Despite reports of a connection between low socioeconomic status and sleep disorders,5,26) the present study found no statistically significant relationship between monthly income and sleep disorders. A possible reason is that when subjects' monthly income was categorized into various levels, they differed from the monthly income characteristics of the general population. Of note, the annual average monthly income per household was 3,440,000 KRW in 2009.27)
Among the subjects whose spouses had a sleep disorder, the prevalence of poor sleep quality was higher according to the chi-square test; however, this was not significant in the multivariate logistic regression analysis. A US study previously reported that the presence of sleep disorders in 29 couples who sleep together was affected by the relationship of the couple during the daytime.28) Thus, the results of the present study likely did not show a significant statistical difference because the factors that could affect the couple's relationship, such as the presence of depression in either of the spouses, were corrected for in the multivariate logistic regression analysis. Ultimately, a spouse's sleep disorder is not an independent factor for poor sleep quality; rather, it appears to affect the incidence of sleep disorders in conjunction with other factors that influence the relationship of the couple, such as depression.
Interestingly, some study studies have found that insomnia patients suffer from various concomitant physical illnesses, and that the incidence of insomnia increases with the number of physical illnesses.20,21) However, the prevalence of poor sleep quality did not significantly differ according to concomitant disease states or medication use for diseases such as diabetes, hypertension, and hyperlipidemia. Several possible reasons exist for such a finding. First, the subjects of the studies were patients visiting primary care facilities. Second, since the number of concomitant diseases, disease severity, medication-use according to disease state, and other treatment methods varied for each study subject, the effects on sleep disorder were also different. Hence, no statistically significant relationship was found between diseases present and sleep disorders.
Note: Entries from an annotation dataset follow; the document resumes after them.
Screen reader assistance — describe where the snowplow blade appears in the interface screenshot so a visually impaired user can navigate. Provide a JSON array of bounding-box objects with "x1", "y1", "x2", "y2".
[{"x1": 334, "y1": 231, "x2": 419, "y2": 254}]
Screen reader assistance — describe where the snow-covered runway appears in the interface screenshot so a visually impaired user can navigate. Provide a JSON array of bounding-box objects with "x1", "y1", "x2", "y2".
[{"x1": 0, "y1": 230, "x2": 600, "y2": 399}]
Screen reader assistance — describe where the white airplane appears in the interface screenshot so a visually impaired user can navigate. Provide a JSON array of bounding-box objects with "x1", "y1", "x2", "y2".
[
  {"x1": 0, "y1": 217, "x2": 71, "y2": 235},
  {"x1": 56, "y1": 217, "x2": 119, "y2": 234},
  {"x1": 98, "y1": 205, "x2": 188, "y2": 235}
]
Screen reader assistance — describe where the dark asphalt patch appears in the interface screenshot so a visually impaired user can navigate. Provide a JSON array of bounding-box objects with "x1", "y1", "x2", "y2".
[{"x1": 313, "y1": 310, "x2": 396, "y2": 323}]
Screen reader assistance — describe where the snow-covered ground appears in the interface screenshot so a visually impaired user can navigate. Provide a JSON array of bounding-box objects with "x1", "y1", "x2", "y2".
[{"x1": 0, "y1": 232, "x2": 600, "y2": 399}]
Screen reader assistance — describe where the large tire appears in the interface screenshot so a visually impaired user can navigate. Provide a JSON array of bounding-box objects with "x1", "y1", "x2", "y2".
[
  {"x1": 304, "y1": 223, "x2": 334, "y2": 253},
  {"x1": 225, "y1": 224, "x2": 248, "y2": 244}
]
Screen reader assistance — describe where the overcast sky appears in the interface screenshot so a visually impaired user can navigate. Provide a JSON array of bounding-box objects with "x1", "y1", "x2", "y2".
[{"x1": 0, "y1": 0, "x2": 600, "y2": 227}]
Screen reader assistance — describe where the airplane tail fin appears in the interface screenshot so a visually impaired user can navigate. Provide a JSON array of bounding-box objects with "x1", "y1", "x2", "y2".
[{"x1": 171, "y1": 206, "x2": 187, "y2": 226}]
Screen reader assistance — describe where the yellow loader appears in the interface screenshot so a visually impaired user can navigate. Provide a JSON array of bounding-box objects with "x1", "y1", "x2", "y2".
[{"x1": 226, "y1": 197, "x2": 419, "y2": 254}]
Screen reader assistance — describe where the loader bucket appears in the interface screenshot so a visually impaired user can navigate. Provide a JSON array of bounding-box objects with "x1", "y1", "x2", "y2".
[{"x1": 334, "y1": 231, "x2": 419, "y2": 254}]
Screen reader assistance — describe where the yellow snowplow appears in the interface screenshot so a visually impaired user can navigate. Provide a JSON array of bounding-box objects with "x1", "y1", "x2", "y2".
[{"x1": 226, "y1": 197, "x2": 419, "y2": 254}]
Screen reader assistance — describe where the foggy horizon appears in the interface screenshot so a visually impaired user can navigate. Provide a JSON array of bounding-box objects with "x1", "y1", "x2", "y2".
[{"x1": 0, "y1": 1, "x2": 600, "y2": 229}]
The present study has the following limitations. First, a subjective survey method was used instead of an objective testing method such as polysomnography. However, since the PSQI questionnaire used in the study is a useful tool that shows high concordance with polysomnography results, the results of the present study are also thought to be reliable. Second, the study used a cross-sectional design, making it challenging to prove a causal relationship between poor sleep quality and the related factors. Finally, generalization of the present results to the population at large may be limited since the subjects were mostly patients who had visited the department of family medicine in university hospitals. Nonetheless, the present findings could be helpful in identifying factors related to sleep disorders in patients visiting primary care facilities for chronic diseases such as diabetes, high-blood pressure, and hyperlipidemia.
Evaluation of patients' sleep disorders is paramount because sleep disorders influence physical and mental diseases as well as social functioning. In particular, it should be recognized that the risk of depression is higher in patients complaining of insomnia, and thus patients complaining of sleep disorders must also be assessed for depression.
No potential conflict of interest relevant to this article was reported.